During Wheeldon’s After the Rain, at least, she owns the hell out of her current preeminence. The 2005 piece’s second movement, a duet to Arvo Pärt’s Spiegel im Spiegel,
has become something of a party piece over the past few years. (Local
balletomanes may remember New York City Ballet’s Wendy Whelan and
Sébastien Marcovici performed it at the 2009 Chicago Dancing Festival.)
Sure enough, Jaiani and Fabrice Calmels made the ballet’s first
movement, also to Pärt, seem mere prologue, though really: It’s no more
than that anyhow. Jaiani asks a lot of her partners, and Calmels rose to the challenge, never stronger, more attentive or more tender than he was in Rain.

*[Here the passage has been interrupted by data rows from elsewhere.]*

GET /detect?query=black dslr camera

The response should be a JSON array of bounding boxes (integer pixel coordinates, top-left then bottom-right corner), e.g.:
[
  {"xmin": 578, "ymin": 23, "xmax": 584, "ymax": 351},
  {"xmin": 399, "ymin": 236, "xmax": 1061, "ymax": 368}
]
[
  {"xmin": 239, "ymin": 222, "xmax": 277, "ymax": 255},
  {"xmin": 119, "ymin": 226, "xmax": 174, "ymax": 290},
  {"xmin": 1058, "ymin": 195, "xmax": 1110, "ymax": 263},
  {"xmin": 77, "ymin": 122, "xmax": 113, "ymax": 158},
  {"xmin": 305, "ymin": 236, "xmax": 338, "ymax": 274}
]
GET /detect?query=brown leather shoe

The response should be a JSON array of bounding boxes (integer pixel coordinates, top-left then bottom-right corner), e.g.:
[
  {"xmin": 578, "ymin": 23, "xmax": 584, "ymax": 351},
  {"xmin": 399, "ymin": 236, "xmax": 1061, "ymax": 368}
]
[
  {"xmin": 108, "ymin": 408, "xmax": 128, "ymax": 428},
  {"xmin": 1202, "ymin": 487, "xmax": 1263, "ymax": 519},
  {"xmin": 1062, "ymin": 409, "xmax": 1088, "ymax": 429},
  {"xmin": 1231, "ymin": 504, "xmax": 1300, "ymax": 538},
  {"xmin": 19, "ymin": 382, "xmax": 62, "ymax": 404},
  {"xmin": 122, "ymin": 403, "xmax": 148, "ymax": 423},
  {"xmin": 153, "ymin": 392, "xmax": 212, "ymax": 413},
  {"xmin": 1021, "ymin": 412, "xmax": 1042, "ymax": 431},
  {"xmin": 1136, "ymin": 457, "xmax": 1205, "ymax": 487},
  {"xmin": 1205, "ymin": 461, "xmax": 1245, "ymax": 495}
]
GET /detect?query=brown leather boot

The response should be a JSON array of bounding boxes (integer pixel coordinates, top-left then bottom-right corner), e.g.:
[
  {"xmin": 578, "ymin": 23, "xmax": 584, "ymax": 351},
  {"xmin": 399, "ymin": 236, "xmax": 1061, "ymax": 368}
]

As a matter of fact, it was a performance that changed my perception of
him entirely. They were stunning, as were the Chicago Sinfonietta and
solo violinists Carol Lahti and Paul Zafer.
Jerome Robbins’s The Concert (or, The Perils of Everybody) was equally well-executed. The 1956 comedy, designed by gothtastic illustrator and Chicago native Edward Gorey,
and set to Chopin pieces for piano and occasionally orchestra, is
served well by Jean-Pierre Frohlich’s meticulous staging. There are
approximately 12,472 jokes during the piece’s 30 minutes. Not a single
one was snuffed out, fumbled or mismanaged; many audience members,
especially the woman two rows behind me, were snorting and guffawing. As
monstrous a person as Robbins was by most accounts, The Concert
is an extraordinary work of dance-theater, razor-sharp and perfectly
conceived, and the Joffrey dancers deserve praise for making its
timeless sight gags sing. The ballet’s female sextet, a brilliantly
paced inventory of possible missteps, had me in stitches and the simple
“umbrella” section, which nods to Magritte, swiftly choked me up. Kudos
are due to Matthew Adamczyk, John Mark Giragosian and onstage pianist
Paul James Lewis, revealed to be fine actors with an optimal balance of
subtlety and clarity. If anyone was slightly tone deaf during the
closer, it was Jaiani in the “Ballerina” role. Maybe she should’ve been
given a chance to relax instead.
The two remaining works, first and second on the program, were the Balanchine offerings, Stravinsky Violin Concerto (1972) and Tarantella
(1964). Here is where the Joffrey encountered the most trouble. Simply
put, the Joffrey dancers aren’t facile at speed: Passages in both pieces
are murderously fast and, to my eye, only Derrick Agnoletti,
Giragosian, Abigail Simon and Allison Walsh could hope to do any more
than just keep up.
Agnoletti brought his “A game” to Tarantella, opposite
Yumelia Garcia, the only Joffreyite who can best him in the department
of exuberant facial expressions. This standalone duet, stile Napoletano, is, like the second half of Rain, frequently a soloists’ showcase. (It was recently
danced at the White House.) Garcia, though winningly zippy, bent knees
and cut corners to stay on schedule, and she’s not the turner that role
demands. The two had good chemistry, anyway, important considering Tarantella falls in the category of dances wherein attitude is more important than exactitude.
Which is not where Violin Concerto lands; in August, I called it
“the dance equivalent of a bar exam.” This staging—credited to Bart
Cook and Maria Calegari, although artistic director Ashley Wheater, in
his curtain speech, mentioned Elyse Borne instead of Calegari—puts all
the elements in place, clean in architecture and unison. But I left with
the sense that there wasn’t an opportunity for whoever it was to do any
more than teach the steps. (The Sinfonietta was obviously challenged by
the score as well, sounding ragged, shrill and stressed.) The technical
benchmarks required to perform this piece are incredibly high for
everyone but, if they’re met, the piece offers innumerable openings to
poetry and wit. The principal men, Miguel Angel Blanco and Temur
Suluashvili, looked terrified, and April Daly was dainty and apologetic
in a role that asks for sweep touched by violence. (Does anyone research their assignments anymore?)
The Joffrey is closer than it’s ever been, since I’ve been watching, to play in ivory sandboxes like Violin Concerto, but those stars still have yet to come out.
“All Stars” resumes Friday 15 and continues through October 24 at the Auditorium Theatre.